There are certain instances where Kashmiri Muslims have even performed last rites of those Kashmiri Pandits who died in Kashmir during all these years. Besides, the holy shrines/temples of Pandits were also taken care of by the Kashmiri Muslim community. The glaring example of communal attitude of Kashmiri Muslims can be also observed through their living in harmony with non-Muslim community of Sikhs who have not migrated from the valley, despite their population being less than Kashmiri Pandits.
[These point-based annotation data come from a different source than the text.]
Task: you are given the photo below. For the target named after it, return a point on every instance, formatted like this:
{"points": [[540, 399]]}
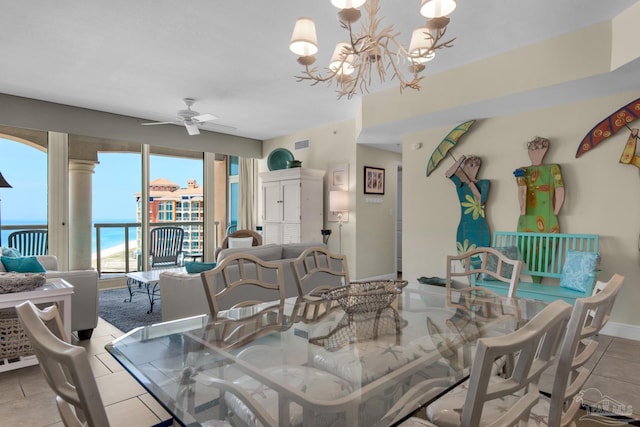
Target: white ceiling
{"points": [[140, 58]]}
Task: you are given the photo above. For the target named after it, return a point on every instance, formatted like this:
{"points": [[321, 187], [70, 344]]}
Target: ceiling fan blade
{"points": [[159, 123], [204, 118], [216, 125], [192, 129]]}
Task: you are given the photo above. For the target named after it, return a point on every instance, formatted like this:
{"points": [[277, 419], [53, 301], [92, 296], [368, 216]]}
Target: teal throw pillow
{"points": [[25, 264], [10, 252], [510, 252], [579, 270], [198, 267]]}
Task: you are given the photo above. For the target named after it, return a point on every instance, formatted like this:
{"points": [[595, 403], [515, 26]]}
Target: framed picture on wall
{"points": [[373, 180]]}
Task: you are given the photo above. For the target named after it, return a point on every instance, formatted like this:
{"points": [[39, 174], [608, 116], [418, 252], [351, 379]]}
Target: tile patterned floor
{"points": [[25, 398]]}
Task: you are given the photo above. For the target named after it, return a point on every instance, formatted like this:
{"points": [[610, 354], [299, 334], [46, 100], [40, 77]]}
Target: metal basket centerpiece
{"points": [[363, 297]]}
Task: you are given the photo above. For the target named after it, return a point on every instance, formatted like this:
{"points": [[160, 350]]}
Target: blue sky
{"points": [[115, 182]]}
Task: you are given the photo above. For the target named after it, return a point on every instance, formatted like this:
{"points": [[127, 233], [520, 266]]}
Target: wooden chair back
{"points": [[65, 367], [317, 270], [30, 242], [533, 347], [243, 280], [478, 262], [587, 319]]}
It remains to be seen whether Pandits will ever return to their mother land or it is just government’s lack of foreseeing vision by luring Pandits by settlements and job offers who have already mentally settled outside forever. But in the first place we should be adamant that if the Pandits want to return and assimilate themselves, they shall be treated on an exact equality with everyone else, for it would be an offend to discriminate against such persons. In the given circumstances one can safely conclude that common people have suffered at large during the turmoil whether it is the Kashmiri Pandits or Muslims or other communities. Hence, it is the duty of all the stake holders to look in their grievances with a sincere heart cutting across their ideological, religious, regional and political differences.

Tail Piece:

Fear cannot be without reason,so we need to see even after invitations by all sections of Kashmiri Society along with the Centre,why Pandits seem reluctant to is not that they donot love their motherland but still they feel alienated and unless and untill their alienation especially within the political framework is not addressed,they will not return probably.aalso it cannot be argued at all that their reverse migration is not possible now because of their settlement outside.The plight of Kashmiri migrants, the historical wrong that has been committed against them needs to be addressed properly.
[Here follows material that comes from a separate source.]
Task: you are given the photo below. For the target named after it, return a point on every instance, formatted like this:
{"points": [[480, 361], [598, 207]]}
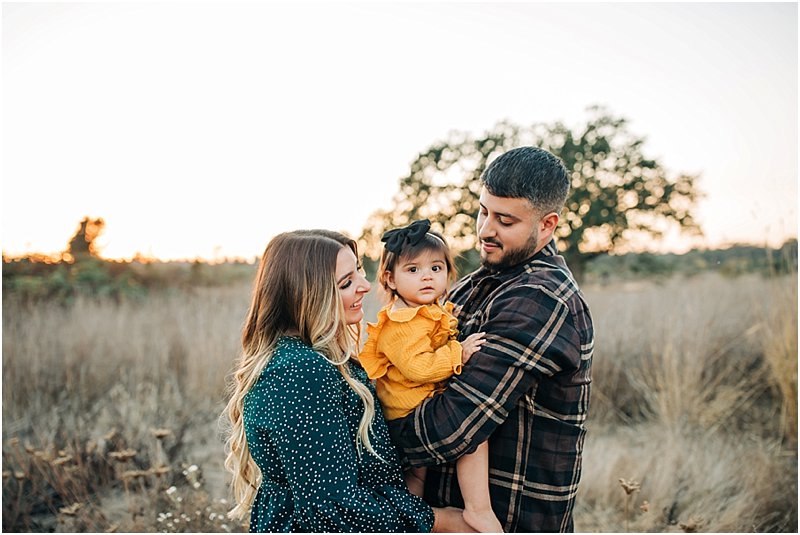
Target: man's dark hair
{"points": [[531, 173]]}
The forced displacement of about two and a half lakh Kashmiri Hindus from the Valley has caused a number of psychological and behavioral problems in them. Majority of them felt as if they had been thrown away by a strong volcano, a storm of immense magnitude into a state of wilderness and their roots almost cut off.The plight of Kashmiri Pandits has been so far foolishly compensated by economic packages and jobs only,forgetting that actual political scenario and their sense of insecurity needs to be adressed and they need to be given their rights in full and truely empowered without making much ado and politicising their return for petty political gains.Government has to understand that their migration or exodus has not taken place due to any economic reasons and hence government of India should not hope possible return in economic packages only. Therefore some hard decision will have to be taken,involving pandit leaders with due respect and heratfully listening to their woes. Government of India must set return of migrants to Kashmir Valley as priority for the welfare of all be that Kashmiri pandits,sikhs or muslims.
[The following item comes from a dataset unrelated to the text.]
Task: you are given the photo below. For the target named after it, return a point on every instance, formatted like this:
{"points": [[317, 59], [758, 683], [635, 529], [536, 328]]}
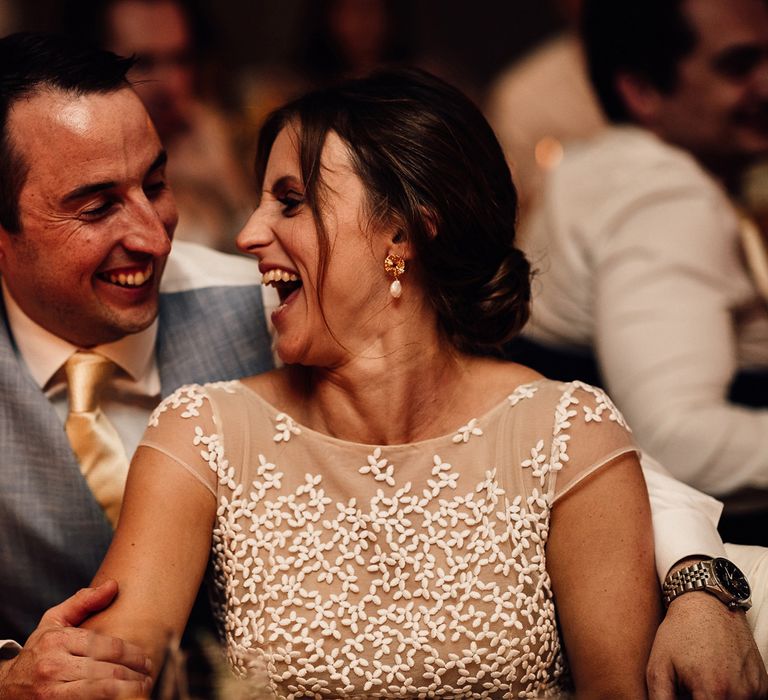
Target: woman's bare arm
{"points": [[158, 555], [600, 558]]}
It is also worth mentioning that Pandits want to return to their mother land despite their adjusment outside and we cannot at all infer that reverse migration of pandits is not possible because Pandits have not forgot their roots which lie in their Motherland.Delay in their return is causing more and more damage to the people of Jammu and Kashmir as a whole as every muslim believes that pandit are the part and parcel of our society and without them Kashmiriyat and Kashmir's pluralistic ethos is incomplete.Also their contribution towards their motherland(Mouj Kasheer)cannot be ignored. it is therefore high time to think in terms of their safe,secure and respectful return.